For Draghi (and in this regard he is hardly alone on the Governing Council), the process of getting to the point of wishing to send a major new signal to financial markets is not to be rushed, and he has made no secret of some important reasons for the reticence. Nor, in fairness to him and others preferring to go slow, are those reasons inconsistent with the ECB’s stated thinking all along, in which the sustainability of any recovery of inflation is key.

Speaking only last week in Brussels before the Committee on Economic and Monetary Affairs of the European Parliament, for example, Draghi was clearly averse to paint a picture of a situation that would warrant the next major step by monetary policy makers on the path towards normalization.

“…inflation has yet to show more convincing signs of a sustained upward adjustment,” he told parliamentarians, with underlying price dynamics still “subdued.” Uncertainties prevail, he said. And while conceding an improvement in the economic outlook and a consequent strengthening of confidence in prospects for a return to price stability, Draghi nonetheless called for “patience and persistence with regard to monetary policy” and pointedly observed that ample accommodation constitutes a precondition to sustainably restoring inflation.

Heels thus dug in, it is hard to imagine monetary authorities taking any bold decisions in the immediate term.
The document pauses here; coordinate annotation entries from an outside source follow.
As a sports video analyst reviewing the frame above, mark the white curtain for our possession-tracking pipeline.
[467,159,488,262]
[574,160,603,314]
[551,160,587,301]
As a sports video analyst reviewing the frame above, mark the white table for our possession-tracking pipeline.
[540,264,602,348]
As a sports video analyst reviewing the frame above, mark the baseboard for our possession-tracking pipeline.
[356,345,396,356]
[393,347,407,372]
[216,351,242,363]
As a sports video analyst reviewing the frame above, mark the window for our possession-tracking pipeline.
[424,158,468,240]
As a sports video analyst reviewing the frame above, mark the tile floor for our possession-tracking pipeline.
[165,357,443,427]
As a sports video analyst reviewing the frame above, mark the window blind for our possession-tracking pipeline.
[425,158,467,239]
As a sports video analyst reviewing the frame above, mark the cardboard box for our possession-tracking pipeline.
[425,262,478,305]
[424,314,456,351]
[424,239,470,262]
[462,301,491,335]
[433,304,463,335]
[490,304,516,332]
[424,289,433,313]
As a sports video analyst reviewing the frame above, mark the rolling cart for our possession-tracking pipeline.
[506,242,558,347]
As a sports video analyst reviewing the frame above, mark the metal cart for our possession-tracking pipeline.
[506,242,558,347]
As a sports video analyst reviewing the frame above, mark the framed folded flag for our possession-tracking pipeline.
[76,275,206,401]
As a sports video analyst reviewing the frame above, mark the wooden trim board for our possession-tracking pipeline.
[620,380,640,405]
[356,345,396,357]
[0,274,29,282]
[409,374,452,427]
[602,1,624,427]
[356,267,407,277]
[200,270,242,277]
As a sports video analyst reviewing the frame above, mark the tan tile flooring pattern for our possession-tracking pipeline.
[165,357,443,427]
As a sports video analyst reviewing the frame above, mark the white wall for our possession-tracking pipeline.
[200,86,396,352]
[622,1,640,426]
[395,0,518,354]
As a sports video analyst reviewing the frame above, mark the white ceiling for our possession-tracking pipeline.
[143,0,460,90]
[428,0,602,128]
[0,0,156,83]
True, updated ECB staff macroeconomic forecasts, due to be made public at the press conference on Thursday, will be available to the Council as it deliberates, and seem likely to reflect the somewhat rosier outlook that Council members have acknowledged in various statements. However, the projections’ quantitative reflection of the improvement is apt to be small, quite possibly too small at the relevant horizon to provide the hawks present with a useful further argument to press their case.

The qualitative assessment of the outlook is another issue, and one on which Draghi’s camp could finally be forced to cede some ground, though this is hardly a given, especially in light of the protectionist tones emanating most recently from the White House – universally regarded by central bankers as an unmistakable downside risk to growth.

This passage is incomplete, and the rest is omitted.